Cameron Bukowski

Personal information
- Born: 22 August 2005 (age 20) Brisbane, Queensland, Australia
- Height: 179 cm (5 ft 10 in)
- Weight: 83 kg (13 st 1 lb)

Playing information
- Position: Hooker
Club
| Years | Team | Pld | T | G | FG | P |
| 2026– | Brisbane Broncos | 1 | 0 | 0 | 0 | 0 |
- Source: As of 18 April 2026
- Father: Gary Bukowski

= Cameron Bukowski =

Australian professional rugby league footballer

Cameron Bukowski (born 22 August 2005) is an Australian professional rugby league footballer who plays as a hooker for the Brisbane Broncos in the National Rugby League (NRL).

==Background==
Bukowski was born in Brisbane. His father, Gary Bukowski played BRL for Southern Suburbs in 1987 before adding 31 games with Wests Magpies in the Winfield Cup, and his mum Louise Lanigan is the long-serving company secretary and salary-cap manager at the Broncos.

==Playing career==
===Juniors===
Bukowski played his early junior rugby league for the Easts Tigers in the various QRL junior competitions from U6s to the U16s Cyril Connell Challenge, before moving to Wynnum Manly Seagulls for the U18s Mal Meninga Cup.

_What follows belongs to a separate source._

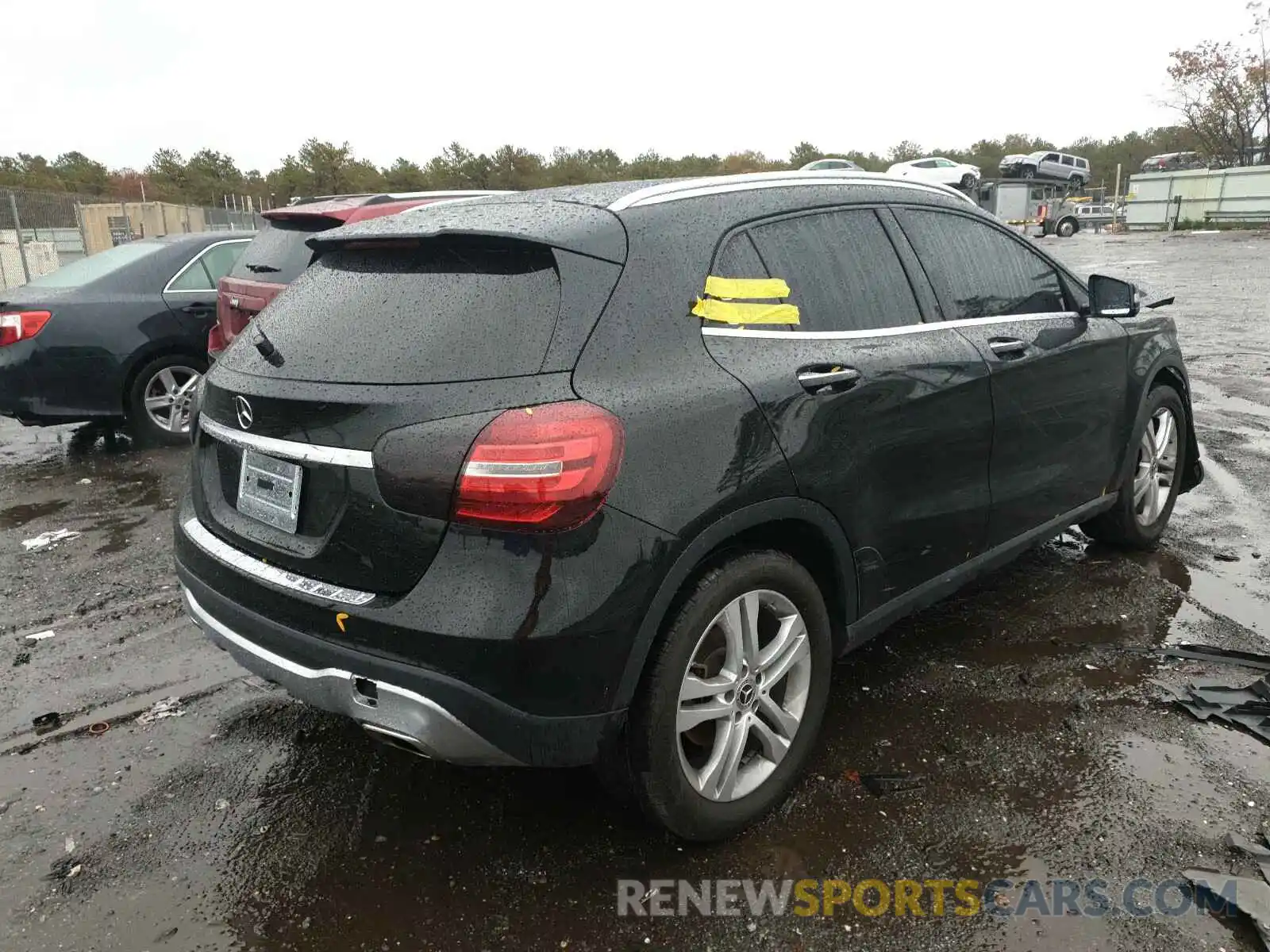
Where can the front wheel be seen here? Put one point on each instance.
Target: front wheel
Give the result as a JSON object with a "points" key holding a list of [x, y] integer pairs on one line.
{"points": [[160, 399], [1149, 488], [733, 698]]}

In 2022, Bukowski played for the Queensland U17s City team.

In 2024, Bukowski represented the Queensland U19s as captain in a 14-10 loss at Leichhardt Oval, Sydney.

In 2025, Bukowski played 23 games in the Queensland Cup for Broncos feeder club Wynnum Manly, scoring seven tries with seven try assists, while amassing 561 tackles at an average of 24 per game.

===Brisbane Broncos===
Bukowski made his first-grade debut for the Brisbane Broncos in the 2026 NRL season in Round 7 against the Wests Tigers in a 21–20 win.